Apart from the environmental factors, methylation levels in CD14 are influenced by age [14] and gender [9], and are associated with IgE [10] and CD14 gene polymorphisms [14]. In the present study, we employed a general linear model to establish the association between CD14 methylation and asthma in Finland, after adjusting for these confounders. Consequently, it is unlikely that gene polymorphisms contribute to the DNA methylation-mediated allergic response. On the contrary, we speculate that DNA methylation is a critical mechanism in modulating the genetic effects associated with asthma and allergy. We observed that the allele C of CD14-550 was associated with low methylation levels at Amp5Site3 of the CD14 promoter region, but allele C of CD14-260 was associated with high methylation levels. Moreover, the association between genetic variants and DNA methylation showed a similar pattern in both Russian and Finnish children. Polymorphisms of both CD14-550 and CD14-260 reportedly influence soluble CD14 levels. For example, the C allele in CD14-550 is associated with a higher serum CD14 level than the T allele [14], whereas the C allele in CD14-260 is associated with low serum CD14 levels [15]. The associations that we observed in CD14 methylation and CD14 polymorphisms are in line with these observations, indicating that the effect of genetic variants on serum CD14 level might be regulated via CD14 methylation. One limitation of our study is the relatively small sample size derived, after stratification by genotype. Therefore, we are unable to establish a reliable genotype–phenotype association model to assess the effects of DNA methylation. This theory requires further investigation.
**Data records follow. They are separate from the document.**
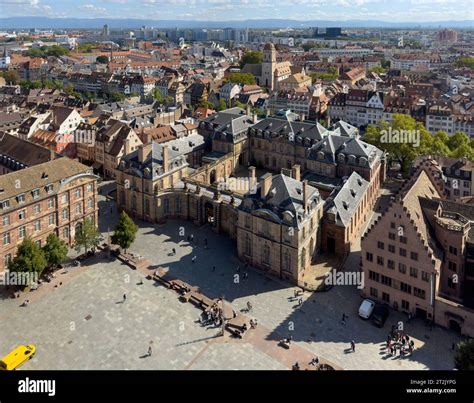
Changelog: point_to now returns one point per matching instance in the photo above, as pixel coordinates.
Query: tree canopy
(251, 57)
(87, 236)
(404, 139)
(55, 250)
(125, 231)
(29, 258)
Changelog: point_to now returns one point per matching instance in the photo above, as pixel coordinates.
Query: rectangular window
(386, 280)
(405, 287)
(418, 292)
(6, 238)
(21, 232)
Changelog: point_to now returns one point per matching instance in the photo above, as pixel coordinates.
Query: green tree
(116, 96)
(377, 70)
(251, 57)
(403, 139)
(241, 78)
(29, 258)
(102, 60)
(158, 96)
(222, 105)
(55, 250)
(125, 231)
(87, 236)
(11, 77)
(464, 355)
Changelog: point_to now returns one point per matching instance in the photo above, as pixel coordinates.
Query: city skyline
(409, 11)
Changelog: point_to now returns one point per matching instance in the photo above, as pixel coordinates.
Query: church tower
(269, 66)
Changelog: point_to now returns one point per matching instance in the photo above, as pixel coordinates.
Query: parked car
(366, 308)
(380, 315)
(17, 357)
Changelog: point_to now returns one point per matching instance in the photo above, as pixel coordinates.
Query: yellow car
(17, 357)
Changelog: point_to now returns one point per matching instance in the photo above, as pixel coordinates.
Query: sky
(215, 10)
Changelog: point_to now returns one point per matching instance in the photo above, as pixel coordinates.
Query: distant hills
(92, 23)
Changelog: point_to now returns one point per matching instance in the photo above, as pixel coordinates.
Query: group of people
(213, 315)
(398, 341)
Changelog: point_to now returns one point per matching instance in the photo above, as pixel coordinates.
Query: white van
(366, 308)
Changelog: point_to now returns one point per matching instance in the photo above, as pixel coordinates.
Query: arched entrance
(454, 325)
(209, 213)
(212, 176)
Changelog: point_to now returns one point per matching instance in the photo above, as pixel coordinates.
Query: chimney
(127, 149)
(252, 177)
(265, 185)
(305, 195)
(166, 159)
(296, 172)
(143, 151)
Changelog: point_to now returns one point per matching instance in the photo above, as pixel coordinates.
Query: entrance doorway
(209, 213)
(331, 245)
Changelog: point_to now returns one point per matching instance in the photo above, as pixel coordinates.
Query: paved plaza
(83, 324)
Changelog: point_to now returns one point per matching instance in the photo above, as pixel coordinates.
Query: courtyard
(83, 324)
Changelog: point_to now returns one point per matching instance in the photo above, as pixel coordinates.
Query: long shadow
(318, 319)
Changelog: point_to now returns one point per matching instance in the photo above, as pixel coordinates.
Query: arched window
(266, 254)
(248, 245)
(287, 261)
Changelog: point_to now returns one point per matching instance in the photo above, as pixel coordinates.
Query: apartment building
(51, 197)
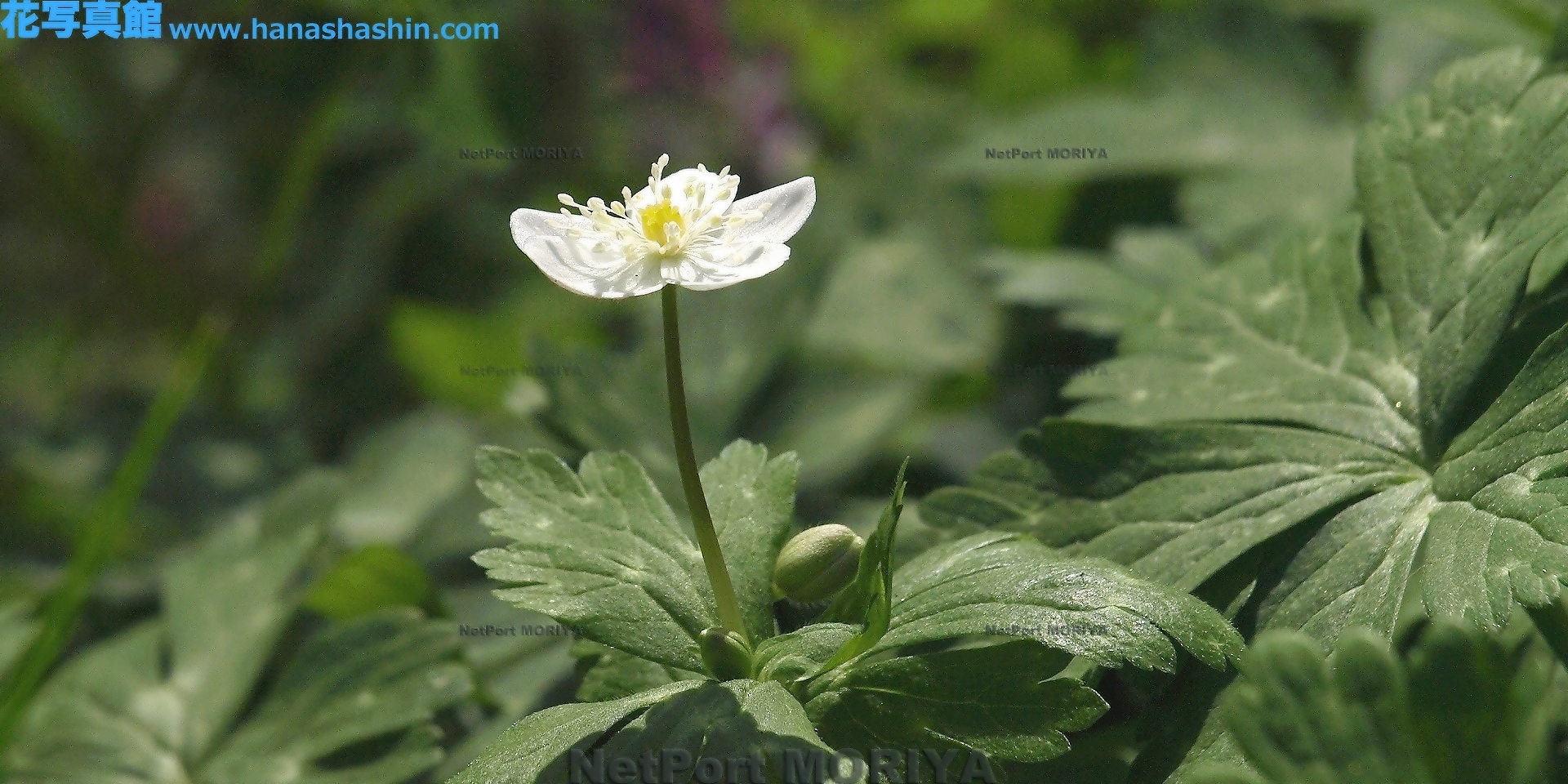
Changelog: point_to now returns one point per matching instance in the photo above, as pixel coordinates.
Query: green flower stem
(702, 519)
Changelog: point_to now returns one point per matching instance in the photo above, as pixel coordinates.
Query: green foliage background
(259, 314)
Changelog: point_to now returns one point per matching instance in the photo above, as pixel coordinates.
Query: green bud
(819, 564)
(725, 653)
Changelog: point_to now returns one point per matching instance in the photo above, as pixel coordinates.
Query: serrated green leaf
(869, 598)
(1503, 492)
(1013, 586)
(1459, 707)
(156, 705)
(223, 608)
(1276, 339)
(617, 675)
(751, 532)
(599, 549)
(993, 700)
(1175, 504)
(16, 632)
(705, 719)
(1462, 196)
(726, 720)
(1459, 187)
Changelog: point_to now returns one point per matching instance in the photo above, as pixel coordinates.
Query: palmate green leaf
(1460, 194)
(157, 703)
(386, 673)
(1503, 494)
(1370, 375)
(1455, 709)
(991, 700)
(1276, 339)
(705, 719)
(1178, 502)
(599, 549)
(1013, 586)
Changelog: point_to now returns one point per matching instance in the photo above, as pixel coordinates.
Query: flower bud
(725, 653)
(817, 564)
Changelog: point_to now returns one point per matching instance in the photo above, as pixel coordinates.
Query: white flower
(684, 229)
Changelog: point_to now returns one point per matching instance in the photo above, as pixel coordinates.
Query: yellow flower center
(656, 221)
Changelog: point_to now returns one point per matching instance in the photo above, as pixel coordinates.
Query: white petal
(731, 264)
(581, 270)
(791, 206)
(528, 225)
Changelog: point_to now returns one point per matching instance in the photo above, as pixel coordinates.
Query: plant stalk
(690, 482)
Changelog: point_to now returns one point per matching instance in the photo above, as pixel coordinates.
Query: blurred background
(314, 198)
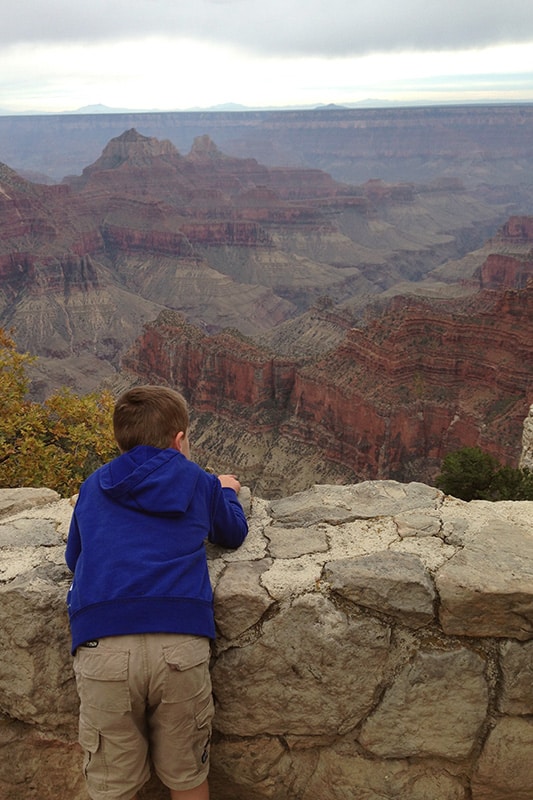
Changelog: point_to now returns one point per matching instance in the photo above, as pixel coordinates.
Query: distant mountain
(322, 330)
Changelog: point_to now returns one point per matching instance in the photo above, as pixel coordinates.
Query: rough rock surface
(375, 642)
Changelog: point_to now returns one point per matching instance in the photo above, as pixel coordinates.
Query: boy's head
(150, 415)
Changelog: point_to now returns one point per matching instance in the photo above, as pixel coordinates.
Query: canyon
(321, 330)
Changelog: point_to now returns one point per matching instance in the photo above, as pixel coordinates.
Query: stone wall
(375, 642)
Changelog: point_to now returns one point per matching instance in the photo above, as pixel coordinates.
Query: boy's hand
(230, 482)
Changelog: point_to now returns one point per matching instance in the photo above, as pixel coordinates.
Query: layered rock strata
(374, 640)
(389, 400)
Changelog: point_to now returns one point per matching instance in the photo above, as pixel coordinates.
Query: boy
(140, 603)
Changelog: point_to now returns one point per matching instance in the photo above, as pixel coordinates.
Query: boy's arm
(73, 549)
(229, 527)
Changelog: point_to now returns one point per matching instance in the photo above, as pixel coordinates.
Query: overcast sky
(60, 55)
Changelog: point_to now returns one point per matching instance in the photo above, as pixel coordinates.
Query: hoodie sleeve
(73, 549)
(229, 526)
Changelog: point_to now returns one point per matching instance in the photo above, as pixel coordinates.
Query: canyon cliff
(389, 400)
(320, 330)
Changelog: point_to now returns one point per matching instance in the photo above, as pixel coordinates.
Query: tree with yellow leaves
(56, 444)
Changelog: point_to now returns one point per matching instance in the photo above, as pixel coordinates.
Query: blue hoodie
(136, 546)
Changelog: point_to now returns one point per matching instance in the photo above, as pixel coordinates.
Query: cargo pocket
(102, 680)
(187, 673)
(204, 720)
(89, 739)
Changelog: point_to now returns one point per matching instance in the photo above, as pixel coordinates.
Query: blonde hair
(149, 415)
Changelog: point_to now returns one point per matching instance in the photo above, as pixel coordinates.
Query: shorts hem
(183, 786)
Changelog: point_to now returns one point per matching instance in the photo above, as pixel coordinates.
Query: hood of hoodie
(157, 481)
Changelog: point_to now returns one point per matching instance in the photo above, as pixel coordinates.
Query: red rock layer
(421, 380)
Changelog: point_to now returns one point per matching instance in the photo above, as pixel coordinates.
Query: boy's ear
(177, 441)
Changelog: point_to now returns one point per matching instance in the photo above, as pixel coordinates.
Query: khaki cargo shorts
(144, 699)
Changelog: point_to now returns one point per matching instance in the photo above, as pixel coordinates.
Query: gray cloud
(279, 27)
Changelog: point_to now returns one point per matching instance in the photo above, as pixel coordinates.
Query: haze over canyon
(326, 325)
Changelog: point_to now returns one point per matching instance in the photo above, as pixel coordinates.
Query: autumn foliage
(57, 443)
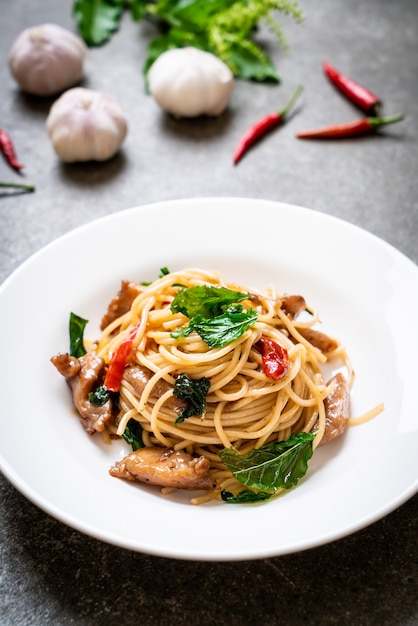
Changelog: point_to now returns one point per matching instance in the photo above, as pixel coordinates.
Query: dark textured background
(51, 574)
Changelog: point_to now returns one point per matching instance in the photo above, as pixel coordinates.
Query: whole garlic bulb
(46, 59)
(86, 125)
(188, 82)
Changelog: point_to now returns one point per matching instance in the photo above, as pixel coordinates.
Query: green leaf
(100, 396)
(138, 9)
(246, 495)
(221, 330)
(133, 434)
(194, 392)
(97, 19)
(247, 61)
(205, 300)
(76, 328)
(273, 466)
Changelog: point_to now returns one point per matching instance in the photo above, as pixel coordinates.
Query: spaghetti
(263, 384)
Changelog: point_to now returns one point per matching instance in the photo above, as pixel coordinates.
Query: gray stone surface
(51, 574)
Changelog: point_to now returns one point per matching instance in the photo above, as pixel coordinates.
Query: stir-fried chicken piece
(83, 376)
(337, 409)
(139, 376)
(122, 302)
(320, 340)
(165, 467)
(292, 305)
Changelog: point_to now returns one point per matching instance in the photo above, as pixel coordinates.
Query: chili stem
(363, 126)
(375, 122)
(22, 186)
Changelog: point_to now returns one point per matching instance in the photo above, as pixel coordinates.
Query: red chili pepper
(363, 126)
(359, 95)
(21, 186)
(8, 150)
(118, 361)
(262, 127)
(275, 358)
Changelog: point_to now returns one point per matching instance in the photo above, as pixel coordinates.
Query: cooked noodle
(245, 408)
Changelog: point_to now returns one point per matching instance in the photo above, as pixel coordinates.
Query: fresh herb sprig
(225, 28)
(213, 314)
(277, 465)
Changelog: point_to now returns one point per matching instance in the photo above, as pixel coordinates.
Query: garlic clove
(46, 59)
(188, 82)
(86, 125)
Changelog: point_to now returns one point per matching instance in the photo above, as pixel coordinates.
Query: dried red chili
(276, 362)
(356, 93)
(262, 127)
(8, 150)
(118, 361)
(362, 126)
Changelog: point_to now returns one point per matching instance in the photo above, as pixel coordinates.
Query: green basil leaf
(97, 19)
(246, 495)
(273, 466)
(194, 392)
(205, 300)
(138, 9)
(221, 330)
(133, 434)
(76, 328)
(100, 396)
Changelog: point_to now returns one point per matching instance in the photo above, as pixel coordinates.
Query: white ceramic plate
(365, 291)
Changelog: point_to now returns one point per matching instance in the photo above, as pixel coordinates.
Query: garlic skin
(46, 59)
(188, 82)
(86, 125)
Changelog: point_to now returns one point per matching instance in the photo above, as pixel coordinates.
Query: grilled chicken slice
(165, 467)
(83, 376)
(337, 409)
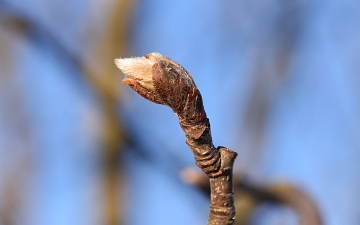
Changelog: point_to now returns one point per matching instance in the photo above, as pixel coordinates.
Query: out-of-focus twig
(249, 195)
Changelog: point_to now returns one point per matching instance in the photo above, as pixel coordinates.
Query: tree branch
(164, 81)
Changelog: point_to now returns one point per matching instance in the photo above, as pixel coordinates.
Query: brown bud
(164, 81)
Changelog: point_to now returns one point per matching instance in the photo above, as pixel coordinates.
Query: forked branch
(164, 81)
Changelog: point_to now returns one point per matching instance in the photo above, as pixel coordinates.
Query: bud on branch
(164, 81)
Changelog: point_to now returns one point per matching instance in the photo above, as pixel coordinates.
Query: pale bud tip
(138, 68)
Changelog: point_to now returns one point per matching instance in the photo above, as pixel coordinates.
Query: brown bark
(164, 81)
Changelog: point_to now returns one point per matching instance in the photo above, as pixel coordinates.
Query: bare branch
(164, 81)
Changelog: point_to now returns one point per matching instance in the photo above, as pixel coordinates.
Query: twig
(164, 81)
(251, 194)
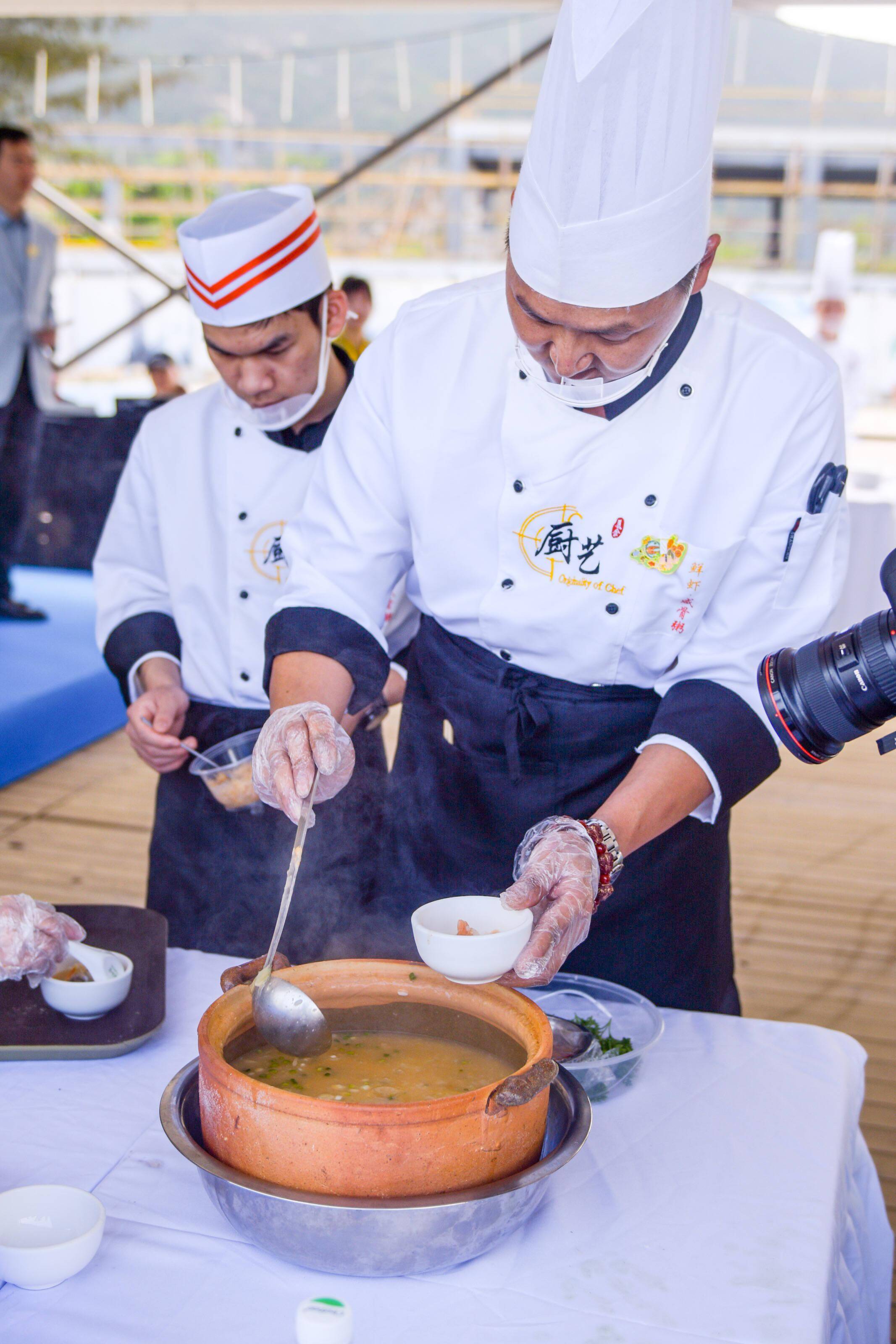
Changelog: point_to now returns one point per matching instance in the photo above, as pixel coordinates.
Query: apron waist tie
(526, 716)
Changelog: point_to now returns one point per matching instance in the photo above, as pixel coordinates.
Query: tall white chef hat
(613, 202)
(835, 265)
(255, 255)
In agreement with our hypothesis, our data suggest that the regulatory mechanisms of CD14 methylation responding to environmental factors differ between Russia and Finland. We also demonstrated that CD14 methylation status is significantly associated with CD14 polymorphisms. These findings provide a novel insight into CD14 and the pathogenesis of asthma and allergy, as well as a possible explanation for inconsistencies in prior genetic association studies. This study also has the limitations of a lack of measurement of the endotoxin levels in each region in the initial study design, and a lack of direct evidence in relation to downstream CD14 protein expression and subsequent Th1/Th2 cytokine profiles. These findings will help to define the exact regulatory mechanisms of CD14 in response to environmental LPS in the development of asthma and allergy.